The key story line begins with Ken, a rando who gets himself killed while trying to save a horse from becoming zombie food. For all you psycho animal lovers out there, let this be a lesson: You will never survive an undead uprising, because you will be compelled to do dumb stuff like that. (I wonder: How many people ended up undead because they ran back into their house to get their cockapoo’s shearling aviator jacket, raincoat, and turtleneck sweater so he’d be soooo comfy-womfy like a good boy?) While Ken really only had himself to blame for dying, his parents back at Hilltop see things differently — they voted for Maggie Rhee, they tell her, but that Gregory, boy, he really wants to make Hilltop great again. Gregory doesn’t miss a chance to speak at the kid’s funeral, and even Jesus buys his bullshit, for some reason. It’s all a sham, a setup for Gregory’s most gutless power play yet (and that’s really saying something). He pushes Ken’s old man off the wagon, then gets him to drunkenly ambush Maggie at Glenn’s grave, of all places. Perhaps the episode’s most implausible moment comes when Maggie somehow resists cutting Gregory’s throat.
Later, a busted-but-badass Maggie makes it clear to Rick that she won’t help him rebuild the bridge unless the Saviors do most of the work and pony up more fuel. Then she lays out her vision of the new world: “When we were fighting the Saviors, you said soon you’d be the one following me. But you didn’t. ’Cause I wasn’t someone to follow. That changes now.” To which Rick says absolutely nothing.

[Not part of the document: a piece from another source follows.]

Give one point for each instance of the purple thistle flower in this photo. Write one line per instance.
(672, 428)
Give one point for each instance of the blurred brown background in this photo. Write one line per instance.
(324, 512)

Will the show improve now that the focus has shifted, at least temporarily, from the Big Bad of the moment to the challenges of rebuilding society? It’s hard to say; we’ll need a few more episodes to see how the conflicts deepen and whether a deeper focus on character makes for more compelling drama. One promising sign is the dark, long overdue ending: Maggie says there’s no shame in her justice game as Gregory, with a rope around his neck, snivels to the bitter end. Daryl gives the horse a slap and off it goes, leaving one of the all-time TWD lowlifes to twist and kick in the wind. (Mags apparently gives Ken’s dad a bereavement pass.) And with that, it appears the survivors will be forced to choose sides: either Team Maggie or Team Rick. Right now, I’m with her.